Il primo figlio (2025)
Il primo figlio (2025)

Il primo figlio (2025)

Veicolo del trauma e dispositivo formale scelto da Fondacaro, è l’horror domestico: pochi ambienti, una casa isolata, un lago, pochissimi personaggi. Girato in Molise e trasformato in un non-luogo, il paesaggio perde ogni referenza geografica per diventare spazio mentale. L’interno della casa – quasi privo di luce artificiale, rischiarato da finestre e fessure – è la proiezione della psiche di Ada: pieno di ombre, tagli di luce fredda, angoli in cui qualcosa può apparire senza preavviso. L’autrice definisce il film “un incubo di 92 minuti”, e la fotografia di Fabio Paolucci asseconda questa intenzione: palette algide, natura mai davvero consolatoria, un’unica, significativa variazione cromatica in corrispondenza del racconto-chiave su “ciò che è successo”, quando il trauma viene finalmente nominato e, per un istante, il mondo sembra riscaldarsi.

La simbologia dell’acqua è l’altro pilastro dell’immaginario del film. L’acqua come ambivalenza radicale – placenta che nutre e diluvio che distrugge – attraversa tutta la messa in scena: il lago è luogo del gioco e luogo della morte, superficie placida e abisso pronto a inghiottire. Per una regista cresciuta all’ombra del lago d’Averno, “porta dell’inferno” nella tradizione classica, non sorprende che l’acqua assuma i connotati di un confine tra mondi: è lì che il primo figlio resta sospeso, né davvero morto né davvero vivo, sempre “raggiungibile” e mai raggiunto. Il fantasma avvolto nelle alghe, il corpo che porta addosso i segni del sommerso, non può non evocare la Samara di The Ring: anche qui l’acqua non è più elemento di nascita ma stagnazione, putrefazione, memorie che non defluiscono.

A completare il dispositivo è un lavoro sul sonoro che merita attenzione. Fondacaro appartiene a quella generazione di cineasti cresciuta in un’epoca in cui il sound design è diventato campo di sperimentazione primaria. In Il primo figlio il suono non accompagna le immagini, le contraddice: rumori circolari, distorsioni, bruschi scarti di volume costruiscono la soggettiva acustica di Ada più ancora di quella visiva. Ogni rumore ti porta a chiedere: è reale o mentale? Le musiche di Alessandro Ciani, spesso al limite tra melodia e rumore, evitano la colonna sonora “guidata” per aderire al flusso emotivo della protagonista. È anche qui, nella scelta di affidare al suono il compito di “mettere a fuoco” l’invisibile, che l’esordio di Fondacaro dialoga con il cosiddetto elevated horror, quello che preferisce il turbamento al jumpscare. L’altro dialogo esplicito è con Rosemary’s Baby: non solo per il piccolo omaggio visivo alla Minnie Castevet polanskiana (che vi invitiamo a scoprire), ma per una comune etica della messa in scena.
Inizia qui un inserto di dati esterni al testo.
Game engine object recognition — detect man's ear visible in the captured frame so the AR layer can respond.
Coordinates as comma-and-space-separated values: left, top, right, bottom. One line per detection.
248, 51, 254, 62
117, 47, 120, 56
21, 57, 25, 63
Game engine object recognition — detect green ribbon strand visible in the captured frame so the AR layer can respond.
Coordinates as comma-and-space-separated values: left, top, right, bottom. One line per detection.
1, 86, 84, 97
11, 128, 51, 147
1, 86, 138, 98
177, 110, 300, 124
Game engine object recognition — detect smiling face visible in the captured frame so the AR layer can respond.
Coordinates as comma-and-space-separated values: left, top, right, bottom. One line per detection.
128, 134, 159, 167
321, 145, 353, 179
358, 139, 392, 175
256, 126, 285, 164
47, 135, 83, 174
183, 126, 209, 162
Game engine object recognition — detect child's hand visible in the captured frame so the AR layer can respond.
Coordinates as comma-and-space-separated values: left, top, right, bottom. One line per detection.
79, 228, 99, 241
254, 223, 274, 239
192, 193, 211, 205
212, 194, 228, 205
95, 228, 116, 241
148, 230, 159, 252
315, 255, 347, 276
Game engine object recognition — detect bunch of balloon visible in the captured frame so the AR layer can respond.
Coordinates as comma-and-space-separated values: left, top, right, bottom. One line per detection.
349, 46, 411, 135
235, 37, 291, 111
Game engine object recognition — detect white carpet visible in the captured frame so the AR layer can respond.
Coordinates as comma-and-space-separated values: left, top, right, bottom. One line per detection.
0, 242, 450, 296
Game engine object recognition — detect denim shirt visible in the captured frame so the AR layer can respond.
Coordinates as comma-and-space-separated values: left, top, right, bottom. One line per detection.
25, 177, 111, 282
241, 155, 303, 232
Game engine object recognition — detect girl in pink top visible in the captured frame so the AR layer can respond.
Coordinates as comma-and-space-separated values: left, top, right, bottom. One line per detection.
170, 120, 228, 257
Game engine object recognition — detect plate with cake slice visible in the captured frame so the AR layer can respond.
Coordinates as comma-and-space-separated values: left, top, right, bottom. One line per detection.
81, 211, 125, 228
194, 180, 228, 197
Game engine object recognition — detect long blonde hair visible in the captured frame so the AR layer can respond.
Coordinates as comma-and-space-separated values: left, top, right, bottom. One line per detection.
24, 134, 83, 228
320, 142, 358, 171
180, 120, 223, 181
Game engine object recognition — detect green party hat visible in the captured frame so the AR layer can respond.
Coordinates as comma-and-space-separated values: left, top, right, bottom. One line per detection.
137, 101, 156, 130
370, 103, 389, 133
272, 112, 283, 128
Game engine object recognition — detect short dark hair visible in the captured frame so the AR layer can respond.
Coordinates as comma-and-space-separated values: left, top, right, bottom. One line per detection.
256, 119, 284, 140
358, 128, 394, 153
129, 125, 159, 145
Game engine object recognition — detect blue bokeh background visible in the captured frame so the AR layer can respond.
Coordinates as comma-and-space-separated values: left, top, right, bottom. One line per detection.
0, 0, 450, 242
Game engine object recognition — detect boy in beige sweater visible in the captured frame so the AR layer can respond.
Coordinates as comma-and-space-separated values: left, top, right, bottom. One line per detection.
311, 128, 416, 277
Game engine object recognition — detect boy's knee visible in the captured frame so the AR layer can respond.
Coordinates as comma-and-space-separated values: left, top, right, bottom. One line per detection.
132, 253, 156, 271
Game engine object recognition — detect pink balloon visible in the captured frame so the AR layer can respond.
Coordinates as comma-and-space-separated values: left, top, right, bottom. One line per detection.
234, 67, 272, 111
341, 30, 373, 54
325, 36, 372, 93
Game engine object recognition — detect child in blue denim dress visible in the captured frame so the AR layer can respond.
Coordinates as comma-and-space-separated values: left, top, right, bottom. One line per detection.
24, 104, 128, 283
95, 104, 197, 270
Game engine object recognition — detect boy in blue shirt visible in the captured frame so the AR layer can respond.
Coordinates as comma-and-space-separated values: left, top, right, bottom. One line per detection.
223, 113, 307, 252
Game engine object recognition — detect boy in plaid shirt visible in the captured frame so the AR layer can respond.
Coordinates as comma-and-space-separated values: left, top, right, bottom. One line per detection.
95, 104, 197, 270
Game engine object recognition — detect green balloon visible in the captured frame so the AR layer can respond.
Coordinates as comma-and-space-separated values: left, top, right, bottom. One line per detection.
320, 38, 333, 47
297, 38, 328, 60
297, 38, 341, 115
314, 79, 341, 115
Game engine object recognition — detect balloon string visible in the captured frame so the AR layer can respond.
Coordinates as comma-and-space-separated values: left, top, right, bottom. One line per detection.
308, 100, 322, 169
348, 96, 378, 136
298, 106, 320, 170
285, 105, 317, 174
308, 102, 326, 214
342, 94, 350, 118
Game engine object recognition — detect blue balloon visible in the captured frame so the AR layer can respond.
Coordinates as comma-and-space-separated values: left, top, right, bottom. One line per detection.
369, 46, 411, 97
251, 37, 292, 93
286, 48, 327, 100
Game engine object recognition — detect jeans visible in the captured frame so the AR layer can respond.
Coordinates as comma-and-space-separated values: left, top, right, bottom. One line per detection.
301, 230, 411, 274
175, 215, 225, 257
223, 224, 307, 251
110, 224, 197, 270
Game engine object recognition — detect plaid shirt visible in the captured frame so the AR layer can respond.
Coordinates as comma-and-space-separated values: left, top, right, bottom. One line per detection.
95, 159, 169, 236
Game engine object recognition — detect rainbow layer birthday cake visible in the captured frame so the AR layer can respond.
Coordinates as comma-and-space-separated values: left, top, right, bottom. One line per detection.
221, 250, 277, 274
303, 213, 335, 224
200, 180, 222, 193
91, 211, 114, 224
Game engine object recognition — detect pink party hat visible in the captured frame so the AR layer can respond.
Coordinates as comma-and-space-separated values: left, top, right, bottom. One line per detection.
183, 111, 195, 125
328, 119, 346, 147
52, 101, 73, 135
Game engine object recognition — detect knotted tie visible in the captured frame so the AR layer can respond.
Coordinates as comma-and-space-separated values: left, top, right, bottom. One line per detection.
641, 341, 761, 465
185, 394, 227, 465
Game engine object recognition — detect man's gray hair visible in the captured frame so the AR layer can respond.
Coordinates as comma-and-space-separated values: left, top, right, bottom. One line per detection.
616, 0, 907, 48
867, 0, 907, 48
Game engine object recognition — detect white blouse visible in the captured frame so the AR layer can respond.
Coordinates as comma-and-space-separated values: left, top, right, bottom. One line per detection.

Il rischio di un’operazione del genere è quello di restare schiacciata tra due poli: da un lato il pubblico di genere che chiede “paura” in senso più diretto, dall’altro il pubblico autoriale che diffida dell’horror come etichetta. Non aiuta un’industria ancora cauta – per non dire diffidente – verso il cinema dell’orrore, pronta a rivendicare l’heritage di Bava e Argento ma più timida quando si tratta di sostenerne i discendenti. In questo contesto, Il primo figlio appare come una scommessa consapevole: un film che non promette “salti sulla poltrona”, ma l’immersione in un incubo in cui il vero mostro è un fantasma interiore.

Non tutto è perfetto: qualche passaggio dialogico indulge nella spiegazione, qualche snodo simbolico rischia la ridondanza. Ma nel complesso l’esordio di Mara Fondacaro segna un tassello importante nella ricostruzione di un horror domestico italiano capace di tenere insieme immaginario e psicoanalisi, tradizione di genere e sguardo autoriale sul presente. In un paese che fatica ancora a raccontare la maternità al di là dei codici rassicuranti della retorica, mettere in scena una madre che non sa perdonarsi, un figlio che torna per ricordarle ciò che vorrebbe dimenticare e un uomo incapace di reggere il peso del proprio smarrimento è già, di per sé, significativo. Il fatto che lo si faccia passando attraverso immagini e suoni che non sappiamo se esistano davvero, significa aver intuito che il perturbante non è un effetto speciale, ma un modo necessario di guardare dove, altrimenti, non oseremmo.